= Kazakhskaya Pravda =

Russian-language monthly newspaper

Kazakhskaya Pravda (Казахская Правда) is a semi-monthly Russian-language newspaper printed in Almaty, Kazakhstan, with a print run of 5,000. As of 2004, the editor in chief was Aldan Aimbetov, a graduate of the Kazakh State University (Al-Farabi University). He has held that position since 1993. The United States' Country Reports on Human Rights Practices describes their political position as "nationalist". Pal Kolsto of the University of Oslo's Institute of East European and Oriental Studies goes as far as to call them "extremist". They are unusual among Kazakh nationalist-oriented newspapers for publishing in Russian rather than the Kazakh language.

==Political conflicts==
Kazakhskaya Pravda was shut down by the General Prosecutor's office in April 1995 under the charge of "inciting ethnic tension". By September, according to the Minister of Press and Mass Media, the paper was allowed to resume publication. In 2000, Kazakhskaya Pravda was again in court, bringing charges against Irina Savostina of the Pokoleniye political movement, over comments she made during a television interview on KTK and which were also printed in the newspaper Soldat, in which she accused Aimbetov of being connected to the National Security Committee of Kazakhstan. An article in Kazakhskaya Pravda published in January 2004, "Kazakhs face a hidden threat", written by a non-staff writer of the paper, claimed that Uyghur immigrants in Kazakhstan were separatists and terrorists; it drew severe criticism from the Society for Uyghur Culture of Kazakhstan as well as the Kazakh government, and Kazakhskaya Pravda eventually printed a retraction, pointing out that their paper had always shown strong support for the Uyghur "national liberation movement".

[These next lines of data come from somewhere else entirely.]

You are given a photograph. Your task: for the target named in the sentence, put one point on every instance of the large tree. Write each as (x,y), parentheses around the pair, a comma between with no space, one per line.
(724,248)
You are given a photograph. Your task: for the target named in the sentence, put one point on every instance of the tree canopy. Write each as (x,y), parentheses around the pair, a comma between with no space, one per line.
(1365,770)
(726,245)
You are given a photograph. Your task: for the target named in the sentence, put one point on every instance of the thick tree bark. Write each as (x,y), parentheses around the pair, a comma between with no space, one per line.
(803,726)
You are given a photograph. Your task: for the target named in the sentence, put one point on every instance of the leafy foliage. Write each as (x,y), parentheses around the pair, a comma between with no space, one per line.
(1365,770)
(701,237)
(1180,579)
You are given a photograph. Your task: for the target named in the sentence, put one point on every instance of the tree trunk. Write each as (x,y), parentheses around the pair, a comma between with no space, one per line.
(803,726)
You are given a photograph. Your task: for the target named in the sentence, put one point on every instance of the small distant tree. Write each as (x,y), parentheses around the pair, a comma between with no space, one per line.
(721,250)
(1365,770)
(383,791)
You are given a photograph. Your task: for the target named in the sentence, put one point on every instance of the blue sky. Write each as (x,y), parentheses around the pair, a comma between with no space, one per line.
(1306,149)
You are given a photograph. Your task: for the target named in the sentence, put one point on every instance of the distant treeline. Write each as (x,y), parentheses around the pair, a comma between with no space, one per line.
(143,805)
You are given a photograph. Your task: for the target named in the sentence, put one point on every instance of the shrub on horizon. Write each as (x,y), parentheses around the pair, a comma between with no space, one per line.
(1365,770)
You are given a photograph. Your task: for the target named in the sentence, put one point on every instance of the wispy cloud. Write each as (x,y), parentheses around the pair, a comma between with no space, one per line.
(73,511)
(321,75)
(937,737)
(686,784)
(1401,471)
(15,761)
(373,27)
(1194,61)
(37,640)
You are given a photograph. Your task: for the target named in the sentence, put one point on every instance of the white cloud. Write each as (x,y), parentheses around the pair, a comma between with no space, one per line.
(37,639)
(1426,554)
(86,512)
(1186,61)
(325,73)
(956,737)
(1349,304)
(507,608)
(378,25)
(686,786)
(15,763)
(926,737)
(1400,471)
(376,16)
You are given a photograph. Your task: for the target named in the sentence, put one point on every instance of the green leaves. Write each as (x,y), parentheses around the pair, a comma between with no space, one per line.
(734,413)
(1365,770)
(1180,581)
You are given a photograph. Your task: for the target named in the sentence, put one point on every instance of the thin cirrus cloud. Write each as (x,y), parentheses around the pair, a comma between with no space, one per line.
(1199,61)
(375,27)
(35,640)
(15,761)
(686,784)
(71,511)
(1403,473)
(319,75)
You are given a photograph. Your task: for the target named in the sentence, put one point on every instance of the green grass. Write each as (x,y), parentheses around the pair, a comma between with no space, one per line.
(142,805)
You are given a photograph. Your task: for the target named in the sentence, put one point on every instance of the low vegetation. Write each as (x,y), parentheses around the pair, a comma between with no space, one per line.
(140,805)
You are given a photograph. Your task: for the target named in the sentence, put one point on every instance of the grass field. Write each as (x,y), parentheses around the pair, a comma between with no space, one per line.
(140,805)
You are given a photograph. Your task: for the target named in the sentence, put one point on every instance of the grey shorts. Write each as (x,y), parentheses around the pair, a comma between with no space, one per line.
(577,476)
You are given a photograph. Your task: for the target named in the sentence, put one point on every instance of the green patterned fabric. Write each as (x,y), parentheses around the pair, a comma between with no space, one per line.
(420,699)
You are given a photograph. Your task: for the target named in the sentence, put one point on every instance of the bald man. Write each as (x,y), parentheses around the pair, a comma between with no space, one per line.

==Conflicts with other newspapers==
In 1998, an article in the newspaper Karavan accused Aimbetov of using his paper as a platform to publish antisemitic materials; Kazakhskaya Pravda filed suit against Karavan in response and won ₸260,000 in compensation. The April 2002 edition of Kazakhskaya Pravda featured in-depth content on another Kazakhstani newspaper Megapolis, accusing them of defaming the country's honour; Megapolis responded in an editorial soon after entitled "With such a patriot, Kazakhs need no enemies" (С таким патриотом казахам и врагов не надо).